My calendar alerted me to the fact it’s David’s birthday next Tuesday. He will be 104. I texted him and enquired vaguely, ‘What are you doing for your birthday?’ He was abroad, visiting the grave of his ex-girlfriend, which is why he didn’t invite me; the trip seemed to involve lots of wine drinking and festivals. He left Prudence, the cat he took back from me after I had cared for her for three years, for nearly five days with only dry food and water. ‘She won’t starve,’ was his last word on the subject.
He replied: ‘I would like to spend some time with you. How about I come for the weekend?’
But his birthday is on a Tuesday. How does that involve a whole weekend? It’s like all those stupid brides to be, who invite you to a wedding that involves you paying for a present, paying for a new outfit, paying for a hotel room and breakfast, and for the air/train fare; I really do think anyone who gets divorced owes everyone a refund.
He never invites me anywhere (number of suggestions from David in 2017 to date: zero), and yet just because he was born a million years ago I have to spend money I don’t have. I will have to sell something. I will have to get my hair dyed, legs waxed, book a restaurant, buy gluten-free bread and things like marmalade. It’s tricky, too, as I have now had my Barclays account frozen. According to the Official Receiver, ‘Barclays don’t like bankrupts. We suggest you contact Citizens Advice.’
Anyway, having been told I have to move somewhere cheaper, I went to see a house. It was gorgeous, but not perfect: it shares an entrance with two offices, and one of the offices extends into the back garden (the brochure suggests, ‘A professional gardener can be employed, in addition to the rent’; helpful!). I can only imagine the number of times the front door will bang during the day, as office workers emerge to smoke outside my window. But, being deaf and desperate, I wanted it.
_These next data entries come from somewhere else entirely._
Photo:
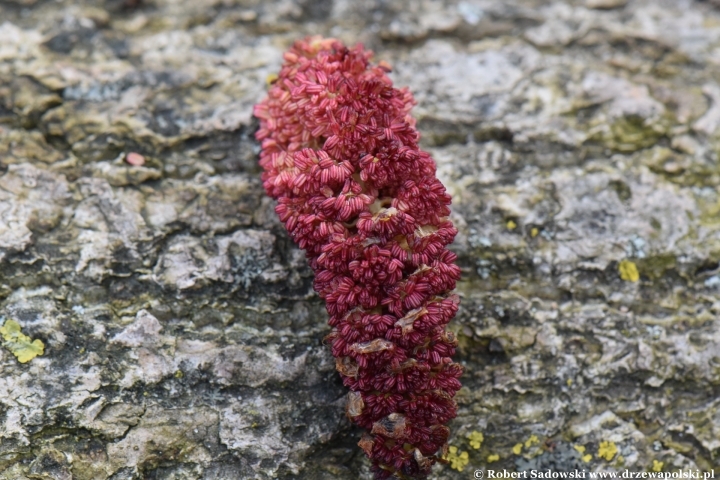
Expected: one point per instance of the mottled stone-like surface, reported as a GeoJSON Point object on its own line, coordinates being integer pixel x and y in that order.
{"type": "Point", "coordinates": [182, 337]}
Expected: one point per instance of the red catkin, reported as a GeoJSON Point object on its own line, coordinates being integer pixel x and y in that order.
{"type": "Point", "coordinates": [340, 154]}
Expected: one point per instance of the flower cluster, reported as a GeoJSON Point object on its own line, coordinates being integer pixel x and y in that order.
{"type": "Point", "coordinates": [340, 154]}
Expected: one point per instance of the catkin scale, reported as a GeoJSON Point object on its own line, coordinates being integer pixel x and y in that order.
{"type": "Point", "coordinates": [340, 154]}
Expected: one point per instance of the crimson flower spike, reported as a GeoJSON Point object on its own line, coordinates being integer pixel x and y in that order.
{"type": "Point", "coordinates": [340, 154]}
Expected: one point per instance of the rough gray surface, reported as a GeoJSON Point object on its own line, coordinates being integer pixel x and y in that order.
{"type": "Point", "coordinates": [182, 337]}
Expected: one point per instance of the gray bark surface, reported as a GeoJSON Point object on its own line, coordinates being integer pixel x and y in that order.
{"type": "Point", "coordinates": [579, 140]}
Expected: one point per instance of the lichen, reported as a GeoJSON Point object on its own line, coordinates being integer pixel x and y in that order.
{"type": "Point", "coordinates": [20, 344]}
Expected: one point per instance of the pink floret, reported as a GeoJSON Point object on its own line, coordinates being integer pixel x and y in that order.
{"type": "Point", "coordinates": [340, 154]}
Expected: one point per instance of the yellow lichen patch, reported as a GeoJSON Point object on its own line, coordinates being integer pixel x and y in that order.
{"type": "Point", "coordinates": [19, 344]}
{"type": "Point", "coordinates": [272, 78]}
{"type": "Point", "coordinates": [607, 450]}
{"type": "Point", "coordinates": [476, 439]}
{"type": "Point", "coordinates": [628, 271]}
{"type": "Point", "coordinates": [457, 461]}
{"type": "Point", "coordinates": [533, 440]}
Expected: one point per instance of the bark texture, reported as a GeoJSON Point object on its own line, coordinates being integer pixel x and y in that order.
{"type": "Point", "coordinates": [579, 140]}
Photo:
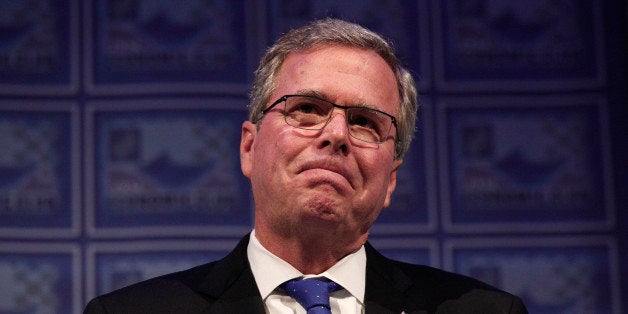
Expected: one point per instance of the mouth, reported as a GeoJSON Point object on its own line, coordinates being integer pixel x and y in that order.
{"type": "Point", "coordinates": [327, 172]}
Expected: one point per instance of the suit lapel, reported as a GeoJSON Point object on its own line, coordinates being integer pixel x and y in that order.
{"type": "Point", "coordinates": [230, 286]}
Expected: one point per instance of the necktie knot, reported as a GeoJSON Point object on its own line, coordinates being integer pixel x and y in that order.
{"type": "Point", "coordinates": [312, 293]}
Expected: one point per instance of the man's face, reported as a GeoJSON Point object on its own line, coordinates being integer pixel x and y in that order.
{"type": "Point", "coordinates": [325, 180]}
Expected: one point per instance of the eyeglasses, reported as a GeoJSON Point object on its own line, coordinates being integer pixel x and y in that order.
{"type": "Point", "coordinates": [312, 113]}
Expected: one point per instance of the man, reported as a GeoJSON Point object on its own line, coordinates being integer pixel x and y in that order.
{"type": "Point", "coordinates": [331, 115]}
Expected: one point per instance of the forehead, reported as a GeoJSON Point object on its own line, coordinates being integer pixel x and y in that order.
{"type": "Point", "coordinates": [345, 75]}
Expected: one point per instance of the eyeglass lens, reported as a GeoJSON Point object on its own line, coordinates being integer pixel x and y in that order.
{"type": "Point", "coordinates": [363, 123]}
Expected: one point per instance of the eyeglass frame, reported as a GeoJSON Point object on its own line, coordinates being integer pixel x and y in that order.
{"type": "Point", "coordinates": [284, 98]}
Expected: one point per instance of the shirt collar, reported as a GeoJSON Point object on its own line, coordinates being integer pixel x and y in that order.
{"type": "Point", "coordinates": [271, 271]}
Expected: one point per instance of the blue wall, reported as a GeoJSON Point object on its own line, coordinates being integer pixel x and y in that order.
{"type": "Point", "coordinates": [120, 124]}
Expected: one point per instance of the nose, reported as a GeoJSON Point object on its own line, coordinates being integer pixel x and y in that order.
{"type": "Point", "coordinates": [335, 134]}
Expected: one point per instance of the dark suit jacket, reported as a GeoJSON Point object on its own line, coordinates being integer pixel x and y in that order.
{"type": "Point", "coordinates": [228, 286]}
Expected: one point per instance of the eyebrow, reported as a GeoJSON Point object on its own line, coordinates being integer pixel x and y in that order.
{"type": "Point", "coordinates": [324, 96]}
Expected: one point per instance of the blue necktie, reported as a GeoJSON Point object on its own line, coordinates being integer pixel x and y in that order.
{"type": "Point", "coordinates": [312, 293]}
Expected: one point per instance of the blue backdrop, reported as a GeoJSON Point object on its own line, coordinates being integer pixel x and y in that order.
{"type": "Point", "coordinates": [120, 124]}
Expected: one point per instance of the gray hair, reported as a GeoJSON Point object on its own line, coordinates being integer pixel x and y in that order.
{"type": "Point", "coordinates": [336, 32]}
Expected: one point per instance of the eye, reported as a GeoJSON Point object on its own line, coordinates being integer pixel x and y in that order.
{"type": "Point", "coordinates": [305, 106]}
{"type": "Point", "coordinates": [364, 120]}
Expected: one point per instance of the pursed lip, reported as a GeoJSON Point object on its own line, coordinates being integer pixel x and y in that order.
{"type": "Point", "coordinates": [335, 167]}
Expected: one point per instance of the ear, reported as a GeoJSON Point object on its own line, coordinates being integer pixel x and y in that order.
{"type": "Point", "coordinates": [392, 182]}
{"type": "Point", "coordinates": [249, 130]}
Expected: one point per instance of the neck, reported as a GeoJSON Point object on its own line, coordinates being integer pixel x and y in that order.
{"type": "Point", "coordinates": [309, 254]}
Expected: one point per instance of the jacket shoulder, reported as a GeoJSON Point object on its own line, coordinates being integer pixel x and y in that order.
{"type": "Point", "coordinates": [171, 293]}
{"type": "Point", "coordinates": [438, 291]}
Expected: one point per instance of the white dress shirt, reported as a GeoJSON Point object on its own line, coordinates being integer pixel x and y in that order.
{"type": "Point", "coordinates": [270, 272]}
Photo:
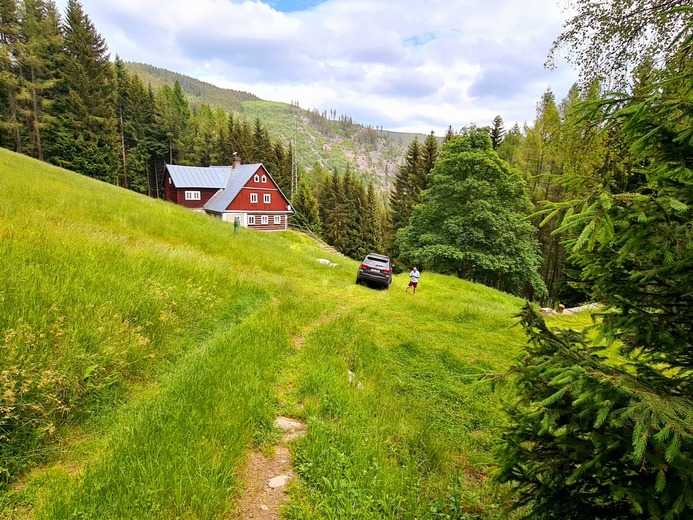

I fired off an email to the estate agent. ‘It is stunning and beautifully restored! I am long term, divorced, no children. I never wear shoes in the house, and clean every day. I am registered deaf, so have two small dogs who let me know if there is a fire, or a burglar, or someone at the door.’ I then offered over the asking price.
I got a reply. ‘The landlord is a creative person and will be using the office for the tranquillity of designing his walking boots. Your dogs are your ears, and as such will bark as they have been taught to do, and will be a distraction. He is a dog lover himself. And your dogs could disturb the other people in the big office.’
I replied. ‘My dogs don’t bark to alert me, as they know I’m deaf. They’re not stupid. They jab me with their pointy noses. I imagine a family will move in, with screaming children or teenagers, and they won’t take kindly to office workers gossiping outside the window, smoking. The office workers won’t particularly like screaming kids in a paddling pool in the summer! I am a writer. If anyone needs peace and quiet, it’s me!’ I told the estate agent that this is discriminating against a disabled person. Would they not rent a house to a blind person with a guide dog?
I got more bad news last week. I’d contacted a solicitor with a view to suing the people who sold me my house (estate agent, vendor, solicitor), and who did not alert me to a long-standing problem with the farmer next door. The solicitor told me the case could cost me £100,000, with no guarantee I would win. So the farmer’s behaviour meant I lost a lot of money when I was forced by HMRC to sell up; I’m now too poor to fight my corner.
The farmer has stalked women, while the woman at Tesco who alerted him to the presence of a victim has not been sacked, merely reprimanded. The simple desire for safety by those of us who aren’t rich, who haven’t inherited millions, is one more thing we’re not allowed to own.